Abstract
In this master's thesis, the aim was to address the limitations of the Kharasch radical addition, a challenge that has remained largely unexplored for the past 80 years since its initial report. The objective was to conduct reactions involving a redox-active ester 58, an alkene 9, and a halide source, catalyzed by a copper complex and irradiated with a 456 nm wavelength lamp (light-mediated radical decarboxylative processes). The expected products are activated halides 59, which, theoretically, can undergo elimination, replacement, and substitution reactions (scheme 12).

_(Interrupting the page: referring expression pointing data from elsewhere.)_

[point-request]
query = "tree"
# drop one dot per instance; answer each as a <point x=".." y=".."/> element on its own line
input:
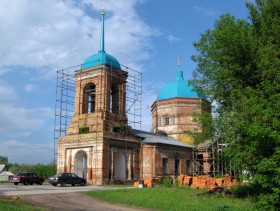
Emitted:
<point x="239" y="70"/>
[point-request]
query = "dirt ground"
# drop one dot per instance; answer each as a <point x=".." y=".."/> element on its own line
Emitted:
<point x="75" y="202"/>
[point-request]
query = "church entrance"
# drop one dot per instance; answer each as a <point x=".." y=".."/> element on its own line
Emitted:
<point x="119" y="166"/>
<point x="80" y="164"/>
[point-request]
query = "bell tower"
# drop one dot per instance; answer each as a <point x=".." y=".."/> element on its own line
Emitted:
<point x="98" y="139"/>
<point x="100" y="94"/>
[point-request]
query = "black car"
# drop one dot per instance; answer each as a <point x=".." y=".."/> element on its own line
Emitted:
<point x="66" y="178"/>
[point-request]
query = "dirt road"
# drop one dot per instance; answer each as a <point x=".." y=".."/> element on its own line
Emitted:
<point x="74" y="202"/>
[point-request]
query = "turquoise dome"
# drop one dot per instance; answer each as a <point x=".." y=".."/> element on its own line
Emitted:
<point x="179" y="89"/>
<point x="99" y="59"/>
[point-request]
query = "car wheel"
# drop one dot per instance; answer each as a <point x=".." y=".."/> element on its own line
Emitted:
<point x="63" y="184"/>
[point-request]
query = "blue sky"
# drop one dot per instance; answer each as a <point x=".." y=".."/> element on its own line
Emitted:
<point x="37" y="38"/>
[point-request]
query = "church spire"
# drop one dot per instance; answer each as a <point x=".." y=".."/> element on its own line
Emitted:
<point x="179" y="72"/>
<point x="102" y="40"/>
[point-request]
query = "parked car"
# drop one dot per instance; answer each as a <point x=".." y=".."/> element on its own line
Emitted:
<point x="66" y="178"/>
<point x="26" y="178"/>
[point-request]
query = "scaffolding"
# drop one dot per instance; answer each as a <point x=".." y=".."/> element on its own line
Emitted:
<point x="208" y="159"/>
<point x="66" y="85"/>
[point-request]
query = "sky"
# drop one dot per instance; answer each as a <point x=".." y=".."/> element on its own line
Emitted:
<point x="39" y="37"/>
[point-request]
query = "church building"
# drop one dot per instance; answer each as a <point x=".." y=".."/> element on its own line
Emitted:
<point x="100" y="145"/>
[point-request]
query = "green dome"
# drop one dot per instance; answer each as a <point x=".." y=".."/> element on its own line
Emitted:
<point x="179" y="89"/>
<point x="101" y="57"/>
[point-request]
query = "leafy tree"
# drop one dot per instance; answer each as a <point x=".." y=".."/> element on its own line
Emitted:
<point x="239" y="70"/>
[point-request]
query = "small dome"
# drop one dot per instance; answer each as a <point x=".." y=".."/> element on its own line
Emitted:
<point x="99" y="59"/>
<point x="179" y="89"/>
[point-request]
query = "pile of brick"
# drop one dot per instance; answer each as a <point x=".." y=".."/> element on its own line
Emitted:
<point x="202" y="182"/>
<point x="150" y="182"/>
<point x="229" y="182"/>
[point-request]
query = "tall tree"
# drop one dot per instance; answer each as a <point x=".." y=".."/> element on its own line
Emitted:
<point x="239" y="70"/>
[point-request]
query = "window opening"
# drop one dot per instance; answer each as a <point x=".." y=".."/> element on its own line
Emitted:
<point x="114" y="99"/>
<point x="165" y="165"/>
<point x="166" y="119"/>
<point x="89" y="98"/>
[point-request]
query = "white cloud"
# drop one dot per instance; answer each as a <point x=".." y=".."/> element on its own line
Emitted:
<point x="24" y="152"/>
<point x="172" y="38"/>
<point x="43" y="36"/>
<point x="29" y="87"/>
<point x="60" y="33"/>
<point x="7" y="93"/>
<point x="204" y="10"/>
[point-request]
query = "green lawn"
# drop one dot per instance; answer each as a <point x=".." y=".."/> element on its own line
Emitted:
<point x="16" y="205"/>
<point x="175" y="198"/>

The synthesis of the redox-active ester 58 was planned as an in-situ step, simplifying the reaction process in terms of purification. This approach also addresses the limitations associated with the polyhalogenated compounds used in the Kharasch addition, as the starting materials (carboxylic acids 57) are inexpensive, widely available, non-toxic, and stable. So the first plan is divided into two parts. The first part aims to demonstrate the diversity of the reaction through a substrate scope, focusing on the screening of various carboxylic acids 57. The second part involves screening different alkenes 9 to further illustrate the reaction's versatility in that component.
The second objective of this work was to synthesize a tetrapeptide 70 from a dipeptide 62 using the Kharasch radical addition approach (Scheme 13).
The third goal of this project was to test the reactivity of one of the synthesized activated halides compounds 64 through substitution processes to generate an asymmetric compound, which has potential applications in the pharmaceutical industry (Scheme 14).
The fourth goal of this project was to conduct a thorough mechanistic study of the photocatalyzed reaction using UV-Vis spectroscopy, cyclic voltammetry (CV), and Stern-Volmer experiments.